Laut einer internen Mitteilung hat VW seine Lieferpartner bereits über die nahende Zwangspause der Golf-Fertigung vom 20. bis 29. August im Stammwerk in Wolfsburg informiert. Grund sei der Lieferstopp. Ob VW für einen Teil der in Wolfsburg anstehenden Tage Kurzarbeit wie in Emden anmeldet, soll sich laut Konzernkreisen diesen Freitag klären. Vormittags gibt es laut Informationen der Deutschen Presse-Agentur ein Gespräch mit der örtlich zuständigen Arbeitsagentur.
Welche Werke sind genau betroffen?
In Emden hat VW für 7500 Menschen Kurzarbeit bereits angemeldet.

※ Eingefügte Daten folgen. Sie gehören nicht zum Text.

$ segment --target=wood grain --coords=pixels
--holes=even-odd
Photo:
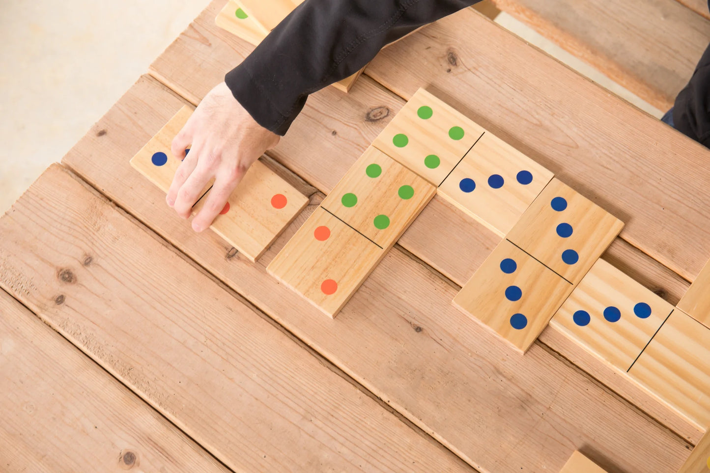
[[[388,249],[319,207],[266,270],[334,317]]]
[[[437,192],[505,236],[552,178],[549,170],[486,132]]]
[[[321,206],[385,250],[399,239],[436,187],[376,148],[368,148]]]
[[[639,312],[640,316],[637,315],[638,304],[646,304],[650,308],[650,315]],[[626,374],[673,308],[665,300],[600,259],[574,288],[550,324]],[[616,313],[614,309],[618,311]],[[638,310],[643,310],[641,308]],[[578,314],[578,311],[584,313]]]
[[[0,354],[3,471],[228,471],[3,290]]]
[[[439,186],[483,133],[478,124],[420,89],[372,146]]]
[[[0,285],[230,468],[471,470],[58,165],[0,232]]]
[[[710,428],[710,329],[676,309],[628,371],[701,429]]]
[[[405,99],[435,94],[626,222],[622,238],[686,279],[710,259],[710,151],[475,11],[393,45],[366,73]]]
[[[678,308],[710,328],[710,262],[678,302]]]
[[[495,4],[661,110],[673,106],[710,40],[710,21],[675,0]]]
[[[454,305],[525,353],[573,287],[503,240],[454,298]]]
[[[616,217],[553,178],[506,238],[576,285],[623,227]]]
[[[362,99],[357,89],[354,104]],[[559,470],[570,452],[585,445],[604,452],[621,470],[633,471],[642,460],[649,472],[679,467],[687,455],[684,442],[548,349],[534,344],[523,357],[500,343],[452,305],[457,287],[397,246],[331,321],[265,270],[302,217],[253,265],[234,255],[219,237],[195,234],[167,207],[151,205],[160,191],[141,176],[131,178],[128,158],[182,104],[154,81],[143,79],[63,161],[225,283],[248,294],[277,322],[368,390],[482,469]],[[314,136],[326,134],[323,128],[312,129],[302,146],[314,141]],[[101,130],[106,133],[97,136]],[[100,163],[96,156],[102,156]],[[339,168],[349,155],[325,156],[333,156],[327,165]],[[356,157],[346,163],[343,173]],[[437,224],[432,233],[449,234]],[[469,239],[475,238],[471,234]],[[478,247],[470,256],[462,251],[457,250],[454,257],[474,259],[484,254]],[[654,406],[658,409],[662,405],[650,404],[652,409]],[[684,435],[699,437],[687,425],[680,427]],[[647,442],[635,441],[634,433],[639,431]]]
[[[559,473],[606,473],[601,467],[575,451]]]

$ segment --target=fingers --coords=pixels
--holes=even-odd
[[[212,224],[214,218],[222,211],[229,195],[241,180],[244,173],[224,173],[217,175],[209,193],[207,194],[204,207],[192,219],[192,229],[202,232]]]

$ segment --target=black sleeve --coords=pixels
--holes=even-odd
[[[385,45],[479,0],[306,0],[224,81],[283,135],[309,94],[356,72]]]
[[[675,99],[673,126],[710,148],[710,45]]]

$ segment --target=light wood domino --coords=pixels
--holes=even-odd
[[[623,227],[616,217],[553,178],[507,238],[577,284]]]
[[[676,309],[628,371],[701,430],[710,427],[710,329]]]
[[[678,303],[678,308],[710,327],[710,262],[690,285]]]
[[[454,298],[454,304],[525,352],[572,287],[503,240]],[[518,298],[514,288],[520,290]]]
[[[131,165],[168,192],[180,161],[172,156],[173,138],[192,113],[185,106],[131,160]],[[157,158],[156,158],[157,156]],[[212,181],[210,181],[212,182]],[[209,187],[193,207],[200,212]],[[263,163],[249,168],[210,228],[246,256],[257,260],[308,204],[308,198]]]
[[[550,325],[626,373],[673,308],[611,264],[599,259]]]
[[[486,131],[437,192],[492,232],[505,236],[552,175]]]
[[[391,246],[436,187],[376,148],[368,148],[321,207],[379,245]]]
[[[266,269],[335,317],[387,249],[318,207]]]
[[[420,89],[372,146],[439,186],[483,134],[478,124]]]

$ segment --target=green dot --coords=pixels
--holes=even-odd
[[[376,178],[382,174],[382,168],[379,164],[371,164],[365,169],[365,173],[371,178]]]
[[[452,126],[449,130],[449,137],[452,140],[460,140],[464,137],[464,129],[461,126]]]
[[[400,190],[397,193],[399,194],[400,197],[407,200],[408,199],[411,199],[414,197],[414,189],[411,185],[403,185],[400,187]]]
[[[430,154],[424,158],[424,165],[430,169],[436,169],[442,163],[442,160],[435,154]]]
[[[404,148],[409,143],[409,138],[407,138],[407,135],[400,133],[395,135],[395,137],[392,138],[392,143],[398,148]]]
[[[384,230],[390,226],[390,217],[387,217],[387,215],[378,215],[375,217],[373,223],[375,224],[375,228]]]
[[[355,204],[357,203],[357,196],[352,192],[348,192],[343,196],[343,198],[340,200],[340,202],[343,203],[345,207],[355,207]]]
[[[422,120],[426,120],[427,119],[432,118],[432,115],[434,114],[434,112],[432,110],[432,107],[423,105],[419,107],[417,110],[417,114],[419,115],[419,118]]]

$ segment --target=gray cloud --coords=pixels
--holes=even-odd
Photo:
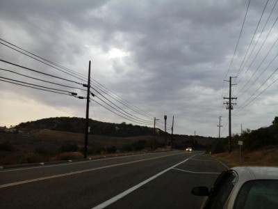
[[[227,123],[227,112],[224,107],[220,108],[223,102],[222,97],[227,96],[228,92],[228,83],[223,79],[231,64],[247,3],[247,1],[231,0],[1,1],[0,26],[3,30],[0,31],[0,37],[76,70],[85,78],[88,74],[88,61],[92,60],[94,79],[151,116],[161,118],[161,121],[164,114],[167,114],[169,118],[175,115],[179,127],[185,127],[184,130],[177,130],[179,133],[193,134],[192,130],[199,129],[197,130],[199,134],[216,137],[218,133],[216,124],[220,114],[223,115],[223,118],[226,118],[223,123]],[[261,1],[252,1],[226,79],[239,72],[265,3]],[[255,36],[256,38],[274,3],[275,1],[270,1],[266,7]],[[275,8],[264,36],[270,29],[277,13]],[[256,62],[245,75],[254,55],[250,57],[246,67],[239,74],[235,96],[255,72],[275,41],[277,34],[277,31],[273,29],[268,45],[262,48]],[[262,42],[261,40],[259,43]],[[252,46],[254,45],[253,42]],[[5,46],[0,45],[0,49],[2,59],[63,78],[85,82]],[[111,56],[111,52],[114,50],[115,53],[115,49],[122,52],[122,54]],[[259,47],[255,48],[254,52],[258,49]],[[275,49],[276,46],[273,52]],[[263,66],[266,66],[275,55],[275,52],[269,54],[256,75],[263,70]],[[239,106],[274,72],[277,63],[275,60],[263,76],[258,79],[256,85],[238,98]],[[42,75],[26,72],[1,63],[1,68],[4,67],[45,79]],[[1,75],[10,77],[8,72],[1,72]],[[15,77],[30,82],[30,79]],[[277,78],[277,75],[274,74],[260,91]],[[65,81],[53,80],[69,84]],[[42,84],[38,81],[32,82]],[[2,95],[18,93],[35,102],[54,107],[61,114],[67,109],[72,116],[84,116],[80,115],[84,111],[84,101],[35,89],[27,90],[4,82],[1,82],[0,85]],[[79,87],[76,84],[72,85]],[[273,106],[277,102],[275,88],[275,83],[258,97],[256,102],[250,103],[238,114],[236,114],[235,108],[234,126],[238,127],[234,128],[234,132],[238,132],[238,123],[245,123],[245,127],[251,129],[259,127],[254,119],[250,120],[250,115],[254,115],[254,111],[261,119],[259,125],[267,125],[272,121],[277,114]],[[82,91],[74,91],[80,95],[84,94]],[[113,123],[126,121],[95,103],[91,104],[95,109],[91,117]],[[18,108],[20,109],[20,105]],[[126,109],[126,107],[122,108]],[[5,102],[1,104],[1,109],[10,111]],[[30,111],[31,114],[31,110]],[[28,121],[23,116],[17,118]],[[1,125],[5,125],[5,121],[0,122]],[[226,129],[223,135],[227,134]]]

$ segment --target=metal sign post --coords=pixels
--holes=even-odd
[[[241,161],[241,146],[243,145],[243,141],[238,141],[239,145],[239,160]]]

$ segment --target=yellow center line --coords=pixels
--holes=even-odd
[[[51,179],[51,178],[59,178],[59,177],[76,175],[76,174],[79,174],[79,173],[83,173],[97,171],[97,170],[101,170],[101,169],[107,169],[107,168],[115,167],[118,167],[118,166],[122,166],[122,165],[126,165],[126,164],[133,164],[133,163],[137,163],[137,162],[140,162],[152,160],[155,160],[155,159],[158,159],[158,158],[162,158],[162,157],[166,157],[175,155],[180,155],[180,154],[183,154],[183,153],[174,153],[174,154],[167,155],[164,155],[164,156],[160,156],[160,157],[152,157],[152,158],[147,158],[147,159],[143,159],[143,160],[138,160],[131,161],[131,162],[124,162],[124,163],[120,163],[120,164],[112,164],[112,165],[109,165],[109,166],[101,167],[98,167],[98,168],[95,168],[95,169],[85,169],[85,170],[81,170],[81,171],[74,171],[74,172],[66,173],[63,173],[63,174],[54,175],[54,176],[46,176],[46,177],[42,177],[42,178],[22,180],[22,181],[9,183],[9,184],[1,185],[0,185],[0,188],[8,187],[12,187],[12,186],[15,186],[15,185],[23,185],[23,184],[26,184],[26,183],[28,183],[37,182],[37,181]]]

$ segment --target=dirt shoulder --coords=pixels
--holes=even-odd
[[[263,148],[254,151],[238,150],[231,153],[213,154],[211,156],[229,167],[238,166],[278,167],[278,148]]]

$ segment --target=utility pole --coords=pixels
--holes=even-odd
[[[226,102],[224,104],[227,104],[227,109],[229,109],[229,152],[231,152],[231,110],[234,109],[234,104],[236,104],[236,103],[232,103],[231,100],[236,100],[237,98],[231,97],[231,86],[236,84],[231,84],[231,79],[235,78],[236,77],[230,77],[229,81],[224,80],[225,82],[229,82],[229,98],[224,98],[224,100],[229,100],[229,102]]]
[[[154,140],[152,141],[153,150],[154,150],[155,144],[156,144],[156,121],[159,121],[159,119],[156,119],[156,117],[154,117]]]
[[[164,116],[164,121],[165,121],[165,148],[166,149],[167,148],[167,141],[166,141],[166,137],[167,137],[167,132],[166,132],[166,120],[167,120],[167,116]]]
[[[195,137],[196,137],[196,131],[194,131],[193,148],[195,146]]]
[[[174,130],[174,116],[173,116],[173,122],[172,124],[172,133],[171,133],[171,150],[173,148],[173,130]]]
[[[84,143],[84,158],[87,158],[87,146],[88,146],[88,133],[89,127],[89,102],[90,102],[90,74],[91,74],[91,61],[89,61],[89,73],[88,76],[87,85],[87,106],[86,106],[86,125],[85,127],[85,143]],[[83,85],[85,86],[86,85]]]
[[[223,127],[223,125],[221,125],[221,117],[222,116],[219,116],[219,125],[218,125],[218,127],[219,127],[219,139],[220,139],[220,128],[221,128],[221,127]]]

In dem VW-Werk mit insgesamt gut 9000 Beschäftigten läuft das Mittelklassemodell Passat in verschiedenen Varianten vom Band, darunter auch der CC. Im Schnitt werden dort 1250 Fahrzeuge am Tag produziert. Der Konzern prüft dieses Mittel derzeit auch für die Standorte Braunschweig, Zwickau, Kassel (eine Übersicht der VW-Komponentenwerke finden Sie hier) und eben Wolfsburg. Dort steht das Stammwerk von Europas größtem Autobauer. Es baut fast 4000 Wagen pro Tag, neben Golf auch Tiguan und Touran, deren Bänder nicht ruhen müssen.
Insgesamt könnten von dem Lieferstopp mehr als 20.000 VW-Mitarbeiter betroffen sein, wie die dpa erfuhr. Für Wolfsburg sei dabei denkbar, dass die fünf Werktage Montag bis Freitag in der nächsten Woche über Kurzarbeit aufgefangen werden. Der in dem internen Schreiben an die VW-Zulieferer genannte längere Zeitraum für den Produktionsstopp, der vom nächsten Samstag bis zum übernächsten Montag reicht, ist mit der umfangreichen Vorarbeit der Zulieferer zu erklären. Sie arbeiten auch am Wochenende, wenn die Bänder nicht laufen – etwa an Lagerplätzen.
Das Stammwerk in Wolfsburg ist die größte zusammenhängende Autofabrik der Welt. Sie baute 2015 mit insgesamt rund 815.000 Fahrzeugen fast ein Zehntel des gesamten globalen Absatzes des Zwölf-Marken-Konzerns. Zum Vergleich: Das Unternehmen hat weltweit rund 120 Produktionsorte.
Wie geht der Rechtsstreit weiter?
Bisher hängt die juristische Auseinandersetzung am Landgericht in Braunschweig. Dort soll es am 31. August eine mündliche Verhandlung über eine umstrittene einstweilige Verfügung geben, mit der VW gegen den Zulieferer vorgeht. Das Urteil dazu könnte noch später fallen. Und auch dann scheint es ungewiss, ob der Zulieferer tatsächlich einlenkt. Womöglich könnte er weiter juristischen Widerstand leisten – deutete in der Mitteilung vom Freitag Interesse an einer einvernehmlichen Lösung an.